La Nostalgie de l'ange d'Alice Sebold
Posté par Hardboiled le 14 juin 2005, (populaire)
Petite entorse au polar (encore que!!!!) pour vous conseiller la lecture d'une pure merveille (je viens juste de le finir) qui vous réconcilie avec la vie malgré les tourments que celle-ci ne manque pas de vous apportez. Allez donc jeter un coup d'oeil aux quelques lignes que m'ont inspirées la lecture de "La Nostalgie de l'Ange " de Alice Siebold..... Certes ce n'est pas un Polar, encore qu'il y a bien un meurtre (et même un viol d'une petite fille), une victime donc, un assassin (voire un sérial-killer) et une pseudo-enquête policière. Mais la lecture de "La Nostalgie de l'Ange " de Alice Siebold mérite que l'on s'y attarde car c'est une merveille d'équilibre entre douleur, douceur, violence, apaisement, peine, joie, amour et haine.

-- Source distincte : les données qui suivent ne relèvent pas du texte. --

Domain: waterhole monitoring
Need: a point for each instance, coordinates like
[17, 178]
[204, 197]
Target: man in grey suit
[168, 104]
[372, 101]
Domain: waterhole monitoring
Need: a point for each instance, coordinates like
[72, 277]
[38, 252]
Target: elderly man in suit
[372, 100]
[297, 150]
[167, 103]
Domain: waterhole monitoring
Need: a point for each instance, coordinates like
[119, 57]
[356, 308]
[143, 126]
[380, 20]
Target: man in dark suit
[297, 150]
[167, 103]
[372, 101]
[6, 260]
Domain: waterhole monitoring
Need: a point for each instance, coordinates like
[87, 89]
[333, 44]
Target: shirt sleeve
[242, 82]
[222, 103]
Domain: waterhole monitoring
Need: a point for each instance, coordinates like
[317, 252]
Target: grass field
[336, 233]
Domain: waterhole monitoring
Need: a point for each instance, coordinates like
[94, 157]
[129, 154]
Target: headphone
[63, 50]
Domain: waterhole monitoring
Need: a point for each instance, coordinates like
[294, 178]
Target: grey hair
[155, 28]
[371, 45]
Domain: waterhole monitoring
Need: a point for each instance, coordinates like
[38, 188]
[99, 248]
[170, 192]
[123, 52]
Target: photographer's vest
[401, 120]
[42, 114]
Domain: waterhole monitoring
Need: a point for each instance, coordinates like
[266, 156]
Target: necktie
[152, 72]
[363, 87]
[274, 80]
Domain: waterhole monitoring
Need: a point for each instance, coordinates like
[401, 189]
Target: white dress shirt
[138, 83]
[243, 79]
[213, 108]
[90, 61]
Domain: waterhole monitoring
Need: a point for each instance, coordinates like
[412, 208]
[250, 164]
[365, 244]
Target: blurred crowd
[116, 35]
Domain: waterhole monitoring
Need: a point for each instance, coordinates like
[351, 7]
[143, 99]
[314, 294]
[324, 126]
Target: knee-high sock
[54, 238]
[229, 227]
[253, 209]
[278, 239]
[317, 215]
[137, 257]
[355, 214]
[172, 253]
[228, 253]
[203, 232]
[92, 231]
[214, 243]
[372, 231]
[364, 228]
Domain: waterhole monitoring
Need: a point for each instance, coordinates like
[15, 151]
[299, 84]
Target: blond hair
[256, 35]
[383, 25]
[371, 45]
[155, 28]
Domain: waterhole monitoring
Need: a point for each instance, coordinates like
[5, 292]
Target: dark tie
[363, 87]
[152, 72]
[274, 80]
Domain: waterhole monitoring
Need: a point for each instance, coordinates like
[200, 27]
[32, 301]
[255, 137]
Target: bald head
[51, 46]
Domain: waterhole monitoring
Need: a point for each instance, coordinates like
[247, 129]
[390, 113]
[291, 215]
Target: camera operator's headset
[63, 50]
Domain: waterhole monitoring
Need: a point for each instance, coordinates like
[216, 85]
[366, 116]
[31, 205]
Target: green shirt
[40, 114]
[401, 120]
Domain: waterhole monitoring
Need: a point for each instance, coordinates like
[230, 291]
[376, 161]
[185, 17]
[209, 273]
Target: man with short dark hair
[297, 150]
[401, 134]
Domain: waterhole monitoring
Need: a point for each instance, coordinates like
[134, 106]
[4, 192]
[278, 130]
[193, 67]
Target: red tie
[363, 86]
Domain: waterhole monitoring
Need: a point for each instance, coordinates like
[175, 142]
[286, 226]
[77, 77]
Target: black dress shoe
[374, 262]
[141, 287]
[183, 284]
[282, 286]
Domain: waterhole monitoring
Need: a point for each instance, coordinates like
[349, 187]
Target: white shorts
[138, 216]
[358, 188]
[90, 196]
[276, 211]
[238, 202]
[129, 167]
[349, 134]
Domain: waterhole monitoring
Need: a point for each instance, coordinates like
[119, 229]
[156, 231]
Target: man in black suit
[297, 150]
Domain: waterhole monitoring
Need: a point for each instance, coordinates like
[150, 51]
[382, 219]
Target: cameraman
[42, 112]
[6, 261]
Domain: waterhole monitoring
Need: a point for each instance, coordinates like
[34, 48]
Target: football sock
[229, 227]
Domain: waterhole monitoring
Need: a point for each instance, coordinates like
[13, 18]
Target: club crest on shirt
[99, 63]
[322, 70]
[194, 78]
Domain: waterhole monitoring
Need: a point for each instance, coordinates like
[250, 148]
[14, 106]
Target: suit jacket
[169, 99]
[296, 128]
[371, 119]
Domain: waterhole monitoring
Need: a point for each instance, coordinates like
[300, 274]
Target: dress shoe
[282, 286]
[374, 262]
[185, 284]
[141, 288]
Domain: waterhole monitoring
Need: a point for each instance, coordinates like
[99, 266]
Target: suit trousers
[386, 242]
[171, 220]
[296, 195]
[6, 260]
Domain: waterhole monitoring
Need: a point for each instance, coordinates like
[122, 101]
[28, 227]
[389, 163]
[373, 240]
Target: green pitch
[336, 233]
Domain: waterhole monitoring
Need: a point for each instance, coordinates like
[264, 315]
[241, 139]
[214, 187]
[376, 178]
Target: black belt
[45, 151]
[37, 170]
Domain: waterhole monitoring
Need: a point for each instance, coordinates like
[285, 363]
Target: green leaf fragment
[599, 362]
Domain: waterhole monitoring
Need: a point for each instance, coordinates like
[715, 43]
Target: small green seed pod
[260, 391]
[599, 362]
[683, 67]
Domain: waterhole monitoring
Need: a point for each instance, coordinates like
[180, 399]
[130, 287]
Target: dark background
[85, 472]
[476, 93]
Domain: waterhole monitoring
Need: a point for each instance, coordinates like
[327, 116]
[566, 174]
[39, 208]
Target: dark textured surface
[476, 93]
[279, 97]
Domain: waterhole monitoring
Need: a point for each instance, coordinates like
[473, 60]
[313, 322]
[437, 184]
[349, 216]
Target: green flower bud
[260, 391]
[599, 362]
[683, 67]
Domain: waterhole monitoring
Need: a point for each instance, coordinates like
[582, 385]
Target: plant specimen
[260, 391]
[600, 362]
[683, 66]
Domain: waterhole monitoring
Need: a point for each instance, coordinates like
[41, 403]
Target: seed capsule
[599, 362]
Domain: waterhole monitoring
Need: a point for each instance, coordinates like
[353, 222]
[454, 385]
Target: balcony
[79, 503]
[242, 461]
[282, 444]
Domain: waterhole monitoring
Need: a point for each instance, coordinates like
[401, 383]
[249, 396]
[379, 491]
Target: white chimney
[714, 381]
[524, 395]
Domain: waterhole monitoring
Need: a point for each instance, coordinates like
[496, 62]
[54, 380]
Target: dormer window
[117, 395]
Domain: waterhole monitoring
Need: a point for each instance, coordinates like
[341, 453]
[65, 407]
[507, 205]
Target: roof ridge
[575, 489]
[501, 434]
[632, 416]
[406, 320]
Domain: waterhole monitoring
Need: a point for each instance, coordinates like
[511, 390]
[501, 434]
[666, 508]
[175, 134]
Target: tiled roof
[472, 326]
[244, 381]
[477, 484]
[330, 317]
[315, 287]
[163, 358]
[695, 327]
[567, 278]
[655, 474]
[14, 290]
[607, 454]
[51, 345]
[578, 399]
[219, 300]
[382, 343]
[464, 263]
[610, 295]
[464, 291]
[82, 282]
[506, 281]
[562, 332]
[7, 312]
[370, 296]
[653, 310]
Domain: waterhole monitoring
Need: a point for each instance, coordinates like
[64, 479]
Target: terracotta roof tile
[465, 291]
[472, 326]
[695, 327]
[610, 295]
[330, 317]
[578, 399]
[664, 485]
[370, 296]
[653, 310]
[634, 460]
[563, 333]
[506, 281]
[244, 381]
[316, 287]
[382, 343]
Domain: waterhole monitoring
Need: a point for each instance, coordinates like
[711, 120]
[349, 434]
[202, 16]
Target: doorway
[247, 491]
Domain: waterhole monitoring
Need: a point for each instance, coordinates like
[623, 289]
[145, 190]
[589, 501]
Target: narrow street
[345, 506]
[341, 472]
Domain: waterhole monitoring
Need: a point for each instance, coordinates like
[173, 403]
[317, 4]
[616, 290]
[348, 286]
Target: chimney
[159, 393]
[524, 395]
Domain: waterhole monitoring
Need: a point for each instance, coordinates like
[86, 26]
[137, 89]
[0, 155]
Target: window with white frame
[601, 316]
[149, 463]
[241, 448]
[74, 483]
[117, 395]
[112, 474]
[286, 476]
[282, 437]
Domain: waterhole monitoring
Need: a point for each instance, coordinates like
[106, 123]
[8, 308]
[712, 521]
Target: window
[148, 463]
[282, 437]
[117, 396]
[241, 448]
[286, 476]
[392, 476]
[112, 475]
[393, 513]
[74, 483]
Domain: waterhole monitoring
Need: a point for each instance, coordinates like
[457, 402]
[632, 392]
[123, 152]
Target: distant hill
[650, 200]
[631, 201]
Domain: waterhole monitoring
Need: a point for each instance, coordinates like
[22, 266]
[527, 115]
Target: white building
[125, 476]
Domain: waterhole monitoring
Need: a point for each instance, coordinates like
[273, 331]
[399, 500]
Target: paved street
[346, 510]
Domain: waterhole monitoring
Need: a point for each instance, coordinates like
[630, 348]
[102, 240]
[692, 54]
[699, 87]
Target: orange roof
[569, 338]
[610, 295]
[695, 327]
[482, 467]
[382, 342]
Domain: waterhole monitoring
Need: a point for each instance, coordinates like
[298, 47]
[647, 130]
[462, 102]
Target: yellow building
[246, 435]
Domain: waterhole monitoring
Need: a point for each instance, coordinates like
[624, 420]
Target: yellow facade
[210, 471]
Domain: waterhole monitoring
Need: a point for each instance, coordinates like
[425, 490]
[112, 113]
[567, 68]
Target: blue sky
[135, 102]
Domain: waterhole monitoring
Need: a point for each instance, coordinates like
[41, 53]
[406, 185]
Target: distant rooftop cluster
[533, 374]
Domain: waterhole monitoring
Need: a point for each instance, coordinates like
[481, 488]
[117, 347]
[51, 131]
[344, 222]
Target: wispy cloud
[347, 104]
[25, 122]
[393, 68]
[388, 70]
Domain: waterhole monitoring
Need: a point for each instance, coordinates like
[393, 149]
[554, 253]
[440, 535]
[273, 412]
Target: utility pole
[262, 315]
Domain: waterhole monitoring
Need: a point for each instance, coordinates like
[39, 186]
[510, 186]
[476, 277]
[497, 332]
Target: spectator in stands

Si Susie Salmon (adolescente de 14 ans) suit, en ce jour maudit de décembre 1973, son voisin par excès de confiance, elle finira rapidement son voyage au paradis après avoir été violée et découpée en morceau. Du haut de son paradis tout neuf, elle va alors contempler et donc nous narrer la façon dont sa famille, ses amis et connaissances vont réagir et vivre (je dirais continuer à vivre) avec cette douleur, cette absence, cette plaie béante que l'on verra tenter de se refermer au fil des pages. Peu importe si l'on arrête ou pas le meurtrier (cela reste accessoire dans le roman), l'important ici est de voir comment les parents de Susie "encaissent" sa disparition, comment il font leur deuil et surtout comment chacun arrive à continuer à vivre malgré la douleur qui reste omniprésente, latente, palpable. D'année en année, on voit les personnages bien vivants (eux) évoluer, modifier leurs rapports familiaux, amicaux ou amoureux sous le regard "nostalgique" de Susie du haut de son paradis qui aurait du vivre cette vie là, qui aurait du ressentir ces sentiments là, amour, peine, douleur, joie, plaisirs simples comme le premier baiser, l'entrée à l'université, le mariage. La grande leçon c'est que la vie reprend toujours le dessus, même si la douleur modifie en profondeur le comportement de chacun, même si la perte d'un être cher reste quelque chose de profondément injuste (d'autant plus si c'est un enfant) et irrémédiablement irréversible.La qualité du livre et de son écriture réside dans l'alternance de moments de joie pure et simple, d'horreur pure et simple, de confidence, d'intense douleur, de futilité et gravité, de sérénité et de plénitude vis à vis de la vie (on peut même pleurer ou à la limite avoir la larme à l'oeil, je sais cela ne fait pas trop polar et "dur à cuire" , mais on peut malgré tout aimer le romantisme). Les morts qui nous sont cher ne nous quittent jamais et la vie peut se construire (ou se reconstruire) engardant ce lien entre les vivants et les morts. Lisez ce livre et réconciliez vous avec la vie, car c'est le bien le plus précieux que l'on possède.